In vista del grande cimento degli Oscar mi sembra opportuno evocare i nostri riconoscimenti, un promemoria che valga come auspicio:
1947 Sciuscià, di De Sica; 1949 Ladri di biciclette, di De Sica; 1956 La strada, di Fellini; 1957 Le notti di Cabiria, di Fellini; 1963 , di Fellini; 1964 Ieri, oggi, domani, di De Sica; 1970 Indagine su un cittadino al di sopra di ogni sospetto, di Petri; 1972 Il giardino dei Finzi Contini di De Sica; 1974 Amarcord, di Fellini; 1990 Nuovo cinema Paradiso di Tornatore; 1992 Mediterraneo di Salvatores; 1999 La vita è bella di Benigni.
E che la lista venga... aggiornata.
Quattro De Sica e quattro Fellini. Sì, una logica c'è. E richiamando una "Roma" di De Sica, quella piena di tristezza, di povertà e di poesia di Ladri di biciclette, mi piace ricordare che a Pasadena, California, Usa, c'è una sala che per molti anni ha proiettato Ladri di biciclette, senza soluzione di continuità.
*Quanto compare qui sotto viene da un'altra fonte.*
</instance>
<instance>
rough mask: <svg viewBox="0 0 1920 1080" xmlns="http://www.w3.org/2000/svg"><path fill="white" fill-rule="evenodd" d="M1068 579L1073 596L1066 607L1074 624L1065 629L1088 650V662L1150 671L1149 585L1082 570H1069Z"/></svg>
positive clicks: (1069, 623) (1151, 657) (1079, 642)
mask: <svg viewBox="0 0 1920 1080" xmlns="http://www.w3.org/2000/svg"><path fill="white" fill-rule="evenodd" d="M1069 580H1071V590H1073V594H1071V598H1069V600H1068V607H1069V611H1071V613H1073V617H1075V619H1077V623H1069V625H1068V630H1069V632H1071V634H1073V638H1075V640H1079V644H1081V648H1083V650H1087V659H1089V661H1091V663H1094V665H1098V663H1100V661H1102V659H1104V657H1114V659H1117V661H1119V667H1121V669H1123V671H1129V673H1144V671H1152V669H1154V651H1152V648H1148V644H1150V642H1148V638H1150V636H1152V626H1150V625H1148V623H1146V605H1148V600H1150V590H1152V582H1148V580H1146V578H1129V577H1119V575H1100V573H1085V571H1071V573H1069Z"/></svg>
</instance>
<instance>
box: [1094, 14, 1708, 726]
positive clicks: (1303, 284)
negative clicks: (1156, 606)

Ed è notorio che quel titolo fa parte dell'incanto e dell'ispirazione dei più grandi registi americani.
Sopra ho scritto "rispetto e soggezione", infine aggiungo "deferenza a testa chinata".
Nella serata delle stelle tutto può succedere naturalmente, ci sono lobbies, poteri, forze, indicazioni eccetera, sappiamo. Ma sono davvero potenti le forze che sostengono la Grande bellezza.